"Wir wollen die komplette Öffnung der Ehe"

Herr Beck, wie finden Sie es, dass die CDU auf ihrem Bundesparteitag über die Gleichstellung von Homo-Ehen beim Ehegattensplitting debattiert?Beck: Nach 23 Jahren hat das Thema nun auch die Union erreicht. Fast ein Vierteljahrhundert zu spät. Trotzdem meint die Parteiführung jetzt noch immer, damit Punkte machen zu können, dass sie Homosexuelle zu Bürgern zweiter Klasse erklärt

Herr Beck, wie finden Sie es, dass die CDU auf ihrem Bundesparteitag über die Gleichstellung von Homo-Ehen beim Ehegattensplitting debattiert?

Beck: Nach 23 Jahren hat das Thema nun auch die Union erreicht. Fast ein Vierteljahrhundert zu spät. Trotzdem meint die Parteiführung jetzt noch immer, damit Punkte machen zu können, dass sie Homosexuelle zu Bürgern zweiter Klasse erklärt. Und das obwohl das Bundesverfassungsgericht sehr eindeutig gesagt hat, dass die Gründe, die gegen eine Gleichstellung im Steuerrecht genannt werden, keine rechtlichen Bestand haben werden. Wenn die Union Angela Merkel folgt, läuft sie Gefahr, dass ihre Position von Karlsruhe kassiert wird.

Warum ist die steuerliche Gleichstellung von Ehen und Lebenspartnerschaften so wichtig?

Beck: Es geht um das verfassungsrechtliche Prinzip der Gleichbehandlung, das hier verletzt wird. Dagegen verstößt der Gesetzgeber sowohl beim Steuerrecht als auch beim Adoptionsrecht.

Wir dachten, die Grünen und auch die SPD wollten das Ehegattensplitting abschaffen.

Beck: Solange es das aber noch gibt, muss die Gleichstellung hergestellt werden. Perspektivisch wollen wir das Ehegattensplitting abschmelzen und das Geld in bessere Kinderbetreuung und bessere Leistungen für Familien mit Kindern investieren. Und zwar unabhängig davon, ob diese Familien Ehen, eingetragene Lebenspartnerschaften oder nicht eheliche Lebensgemeinschaften mit Kindern sind.
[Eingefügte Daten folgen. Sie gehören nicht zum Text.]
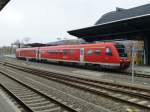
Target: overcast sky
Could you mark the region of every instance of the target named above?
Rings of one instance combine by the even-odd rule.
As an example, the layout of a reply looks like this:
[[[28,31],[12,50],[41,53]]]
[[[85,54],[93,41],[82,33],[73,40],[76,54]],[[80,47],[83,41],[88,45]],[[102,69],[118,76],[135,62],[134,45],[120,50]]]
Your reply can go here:
[[[0,12],[0,46],[25,37],[43,43],[74,38],[66,31],[91,26],[116,7],[147,3],[150,0],[11,0]]]

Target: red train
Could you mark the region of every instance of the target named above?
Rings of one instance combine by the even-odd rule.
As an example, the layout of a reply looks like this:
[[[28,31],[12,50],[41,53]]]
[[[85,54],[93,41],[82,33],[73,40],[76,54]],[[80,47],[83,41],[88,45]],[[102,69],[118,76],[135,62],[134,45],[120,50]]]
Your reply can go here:
[[[18,48],[16,58],[92,64],[110,69],[126,69],[130,65],[125,46],[112,42]]]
Wo sehen Sie Korrekturbedarf?

Beck: Wir wollen grundsätzlich die Öffnung der Ehe auch für gleichgeschlechtliche Paare. Die Eingetragene Lebenspartnerschaft war nur eine juristische Übergangstechnologie auf dem Weg zur Gleichberechtigung. Damit wären dann alle noch offenen Fragen gelöst, von der Adoption bis zu Betriebsübernahmen im Todesfall des Lebenspartners. Es geht um über hundert Gesetze und Vorschriften, bei denen eingetragene Lebensgemeinschaften noch diskriminiert werden.

Können Sie denn akzeptieren, dass sich eine christlich-konservative Partei mit diesem Thema schwerer tut als etwa SPD und Grüne?
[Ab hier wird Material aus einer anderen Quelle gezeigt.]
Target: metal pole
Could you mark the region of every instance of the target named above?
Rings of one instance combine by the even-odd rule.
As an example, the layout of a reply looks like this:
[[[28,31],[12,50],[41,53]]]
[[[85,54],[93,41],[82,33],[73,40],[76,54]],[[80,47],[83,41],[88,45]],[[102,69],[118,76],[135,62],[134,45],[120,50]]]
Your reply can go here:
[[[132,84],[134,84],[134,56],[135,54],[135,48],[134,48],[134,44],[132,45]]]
Beck: Dass die CDU vielleicht zwei Mal nachdenken muss, kann ich schon verstehen. Aber nicht, dass sie dafür über 20 Jahre braucht. Bei uns richtet sich die Gesetzgebung immer noch nach dem Grundgesetz und nicht nach dem katholischen Katechismus.

Auch die Protestantin Angela Merkel spricht sich gegen die volle Gleichstellung aus.

Beck: Frau Merkel biedert sich hier den reaktionären Strömungen der CDU an. Das ist eher taktisches Kalkül als echte Überzeugung. Konservative müssten das Bewahrenswerte im zu Bewahrenden identifizieren und aus dieser Grundhaltung die Zukunft gestalten. Das gelingt Merkel nicht.

Aber Angela Merkel hat bisher den konservativen Flügel doch eher verärgert, siehe Krippenausbau.

Beck: Sie modernisiert dort, wo sie meint, dass Reformen auch aus wirtschaftspolitischen Gründen notwendig sind, verweigert aber jedwede gesellschaftliche Modernisierung, wo sie das rückwärtsgewandte Klientel ihrer Partei verschrecken würde.

Wäre ein Nein des CDU-Parteitages zur steuerlichen Gleichstellung eingetragener Lebenspartnerschaften für Sie ein Punkt, der eine schwarz-grüne Koalition ausschließt?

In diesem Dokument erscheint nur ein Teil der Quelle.